Scully turned to make the coffee and when she turned back Doggett had moved back into the living room. She put the coffee down in front of him and noticed that he had picked up a photograph from her windowsill.

"This is your family right?"

"Yeah. That was taken at the last Christmas my brothers and sister and I spent with our parents. It was a long time ago."

"I have a photo at home just like it, but I know what's really happening whenever I look at it, my sister clearing the plates from the table alone so that she can sneak the leftovers into a bag to take home to her half assed husband who wouldn't come for Christmas dinner with our family, my brother and my mom arguing over the TV remote and my dad sitting in his chair drinking so that he can block out the noise of the house, while I sit and watch them all, and they have no idea, how lucky we are." He was crying again and Scully sat beside him so she could hold him. She knew well enough to understand that sometimes a hug was all you needed.

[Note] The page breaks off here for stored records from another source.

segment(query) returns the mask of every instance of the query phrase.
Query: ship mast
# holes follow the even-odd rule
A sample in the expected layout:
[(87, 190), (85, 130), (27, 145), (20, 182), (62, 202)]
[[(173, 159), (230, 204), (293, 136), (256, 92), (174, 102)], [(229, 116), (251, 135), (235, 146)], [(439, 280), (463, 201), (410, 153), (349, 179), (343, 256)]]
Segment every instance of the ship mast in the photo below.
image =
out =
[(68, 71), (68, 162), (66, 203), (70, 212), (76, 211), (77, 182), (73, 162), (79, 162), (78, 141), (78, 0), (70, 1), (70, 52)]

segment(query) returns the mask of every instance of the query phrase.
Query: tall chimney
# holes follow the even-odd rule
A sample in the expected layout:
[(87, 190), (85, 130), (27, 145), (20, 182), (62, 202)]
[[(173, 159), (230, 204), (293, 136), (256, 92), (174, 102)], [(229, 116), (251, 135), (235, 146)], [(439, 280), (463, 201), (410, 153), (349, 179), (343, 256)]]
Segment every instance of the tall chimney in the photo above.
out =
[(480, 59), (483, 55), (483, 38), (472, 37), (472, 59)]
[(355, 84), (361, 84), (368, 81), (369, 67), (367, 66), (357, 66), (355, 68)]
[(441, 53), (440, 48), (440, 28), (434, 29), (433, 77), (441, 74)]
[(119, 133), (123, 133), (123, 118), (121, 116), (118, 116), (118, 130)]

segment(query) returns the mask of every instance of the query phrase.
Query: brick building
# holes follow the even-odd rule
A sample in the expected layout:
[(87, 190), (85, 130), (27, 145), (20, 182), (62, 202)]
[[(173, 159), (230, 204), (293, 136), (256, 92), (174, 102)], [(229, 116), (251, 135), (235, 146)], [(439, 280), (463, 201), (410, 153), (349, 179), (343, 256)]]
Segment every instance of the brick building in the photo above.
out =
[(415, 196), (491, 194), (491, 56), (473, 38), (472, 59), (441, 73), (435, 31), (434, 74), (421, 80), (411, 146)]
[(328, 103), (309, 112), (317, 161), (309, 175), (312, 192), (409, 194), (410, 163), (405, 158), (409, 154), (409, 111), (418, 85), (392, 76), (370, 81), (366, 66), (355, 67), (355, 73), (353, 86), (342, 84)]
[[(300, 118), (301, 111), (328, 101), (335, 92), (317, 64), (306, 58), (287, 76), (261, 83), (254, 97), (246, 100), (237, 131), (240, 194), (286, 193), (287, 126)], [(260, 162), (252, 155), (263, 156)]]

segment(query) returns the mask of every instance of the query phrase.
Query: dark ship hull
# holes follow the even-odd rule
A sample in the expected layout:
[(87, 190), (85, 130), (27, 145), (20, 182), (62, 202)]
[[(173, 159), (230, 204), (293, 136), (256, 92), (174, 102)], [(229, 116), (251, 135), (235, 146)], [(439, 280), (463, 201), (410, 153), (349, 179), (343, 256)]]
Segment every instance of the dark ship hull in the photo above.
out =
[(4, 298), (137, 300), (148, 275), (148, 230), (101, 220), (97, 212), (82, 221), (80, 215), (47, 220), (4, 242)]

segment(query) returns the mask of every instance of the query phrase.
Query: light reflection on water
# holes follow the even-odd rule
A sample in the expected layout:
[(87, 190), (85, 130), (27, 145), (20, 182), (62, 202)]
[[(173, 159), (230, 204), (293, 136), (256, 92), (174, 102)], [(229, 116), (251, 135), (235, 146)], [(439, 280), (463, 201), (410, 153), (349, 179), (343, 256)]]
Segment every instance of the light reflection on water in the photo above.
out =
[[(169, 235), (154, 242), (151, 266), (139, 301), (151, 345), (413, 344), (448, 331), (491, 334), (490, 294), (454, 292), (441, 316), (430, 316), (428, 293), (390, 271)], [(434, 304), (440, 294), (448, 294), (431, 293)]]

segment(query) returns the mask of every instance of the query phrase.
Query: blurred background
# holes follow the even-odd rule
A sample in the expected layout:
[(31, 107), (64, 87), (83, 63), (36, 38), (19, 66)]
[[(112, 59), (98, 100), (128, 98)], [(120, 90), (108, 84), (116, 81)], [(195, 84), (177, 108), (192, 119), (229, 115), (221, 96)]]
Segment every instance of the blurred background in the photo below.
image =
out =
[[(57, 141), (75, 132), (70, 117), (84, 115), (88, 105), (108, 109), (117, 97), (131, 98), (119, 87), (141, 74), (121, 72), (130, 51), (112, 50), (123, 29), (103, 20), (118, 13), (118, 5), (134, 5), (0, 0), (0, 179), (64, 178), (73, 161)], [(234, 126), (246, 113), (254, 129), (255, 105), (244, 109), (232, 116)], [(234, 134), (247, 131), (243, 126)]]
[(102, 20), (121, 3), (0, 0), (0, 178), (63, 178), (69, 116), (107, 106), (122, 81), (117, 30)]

Doggett was somewhat sobering up and he didn't like it. The more he spoke the more he felt less drunk. So he sipped his coffee slowly as he tried to stop crying. He was a mess, and he just didn't care.

"Dana, do you believe in prayer?"

"I believe that prayer can be a powerful thing, and that it can help people through troubled times."

"But do you think it works? Do you think there's someone up there counting how many times we pray for something, and if we pray enough times we get given it?"

"I don't know that it works like that, but I believe that we are rewarded for our recognition of the parts of our lives that are out of our control."

"Do you pray when you want something?"

"Sometimes. Not so much now. It feels wrong since I slipped away from my church."

"Can I ask you to do something? Can I ask you to pray with me? For Monica?" Scully sat up and Doggett watched her carefully. If she said yes then he would actually freely believe that prayer would accomplish something, if she said no, then it didn't matter what any of them did. Monica was gone.

Scully looked at photograph in Doggett's hand, and then up into his tear stained eyes. She took his hand into her own and smiled softly as she began to cry. And they stayed this way until they fell asleep some time later, after both praying that Monica would be ok. Scully hoped that Doggett was right, if they prayed enough times someone somewhere must be keeping count.